In February 2016, Sen. Feinstein introduced the California Long-Term Provisions for Water Supply and Short-Term Provisions for Emergency Drought Relief Act (S. 2533). Later, Rep. John Garamendi (D-Calif.) introduced companion legislation in the House (H.R. 5247). ASA opposed the bill because it went too far in compromising environmental protections for salmon and sought to eliminate other important bass species that are also an important sportfishery and a boon to the state economy.
In April 2016, more than 200 sportfishing businesses from Alaska to California sent a letter to the leaders of the Senate Environment and Public Works Committee and Sen. Boxer regarding S. 2533. By sending more water south for big agricultural operations, the bill sidestepped environmental protections for ESA-listed species and ignored the hardships the fishing industry has experienced as a result of low salmon survival and closed fishing seasons in recent years.
When, federal regulators announced new restrictions for California’s 2016 recreational and commercial Chinook salmon fishing season. In response to dry, warm river conditions and few numbers of salmon reaching the ocean, the Pacific Fishery Management Council decided to take precaution and cut fishing opportunities by half for both sectors. Though anglers have reported adequate fishing offshore they are understanding of the decision but no less concerned, as the salmon restrictions immediately follow a shortened crab season. Data from the National Marine Fisheries Service shows that salmon in the San Joaquin and Sacramento River Deltas have further declined because of low water levels and rising water temperatures.
In December 2016, the Senate passed and President Obama signed a comprehensive maritime infrastructure bill, the Water Infrastructure Improvements for the Nation Act, drawing a mixed reaction from the recreational fishing industry because of language specific to California salmon.

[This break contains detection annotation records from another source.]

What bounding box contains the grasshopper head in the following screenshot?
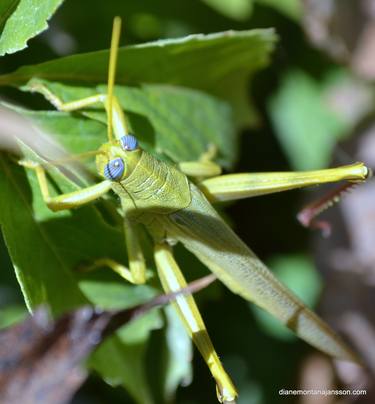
[96,135,142,182]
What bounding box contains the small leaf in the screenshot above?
[0,0,63,56]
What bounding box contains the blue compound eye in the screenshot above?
[104,158,125,181]
[120,135,138,151]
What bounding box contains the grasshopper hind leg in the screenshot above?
[154,243,237,403]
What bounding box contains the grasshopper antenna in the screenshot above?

ASA supported many elements in the bill, including the Water Resources Development Act. From ASA’s perspective, the WIIN Act contains many positive, important authorizations ranging from habitat restoration projects to marine transportation infrastructure. For example, an important element of the bill to the recreational fishing industry is a $1.95 billion authorization for the Central Everglades Planning Project (CEPP) and $113 million for Picayune Strand water flow restoration.
However, during late-stage negotiations in the House, a provision intended to address ongoing drought problems in California was attached that would weaken protections for salmon and other fish. This language calls for diversion of water away from fisheries that are already struggling, puts wild salmon in jeopardy of extinction and targets other sportfish for eradication. Working with its state and national partners, ASA organized a major push to defeat the inclusion of this language, but ultimately it passed as part of the larger bill. ASA commended Sens. Boxer, Maria Cantwell (D-Wash.) and the Northwest delegation for their efforts to defeat this last-minute water grab for agriculture.
In February 2017, House Majority Leader Kevin McCarthy (R-Calif.) and other Members, including Rep. Valadao, introduced the Gaining Responsibility for Water Act of 2017 (H.R. 23). The bill seeks to go even further in reallocating water for farmers and water districts and not for salmon and endangered aquatic species. ASA is working with its partners to stop this legislation from passing.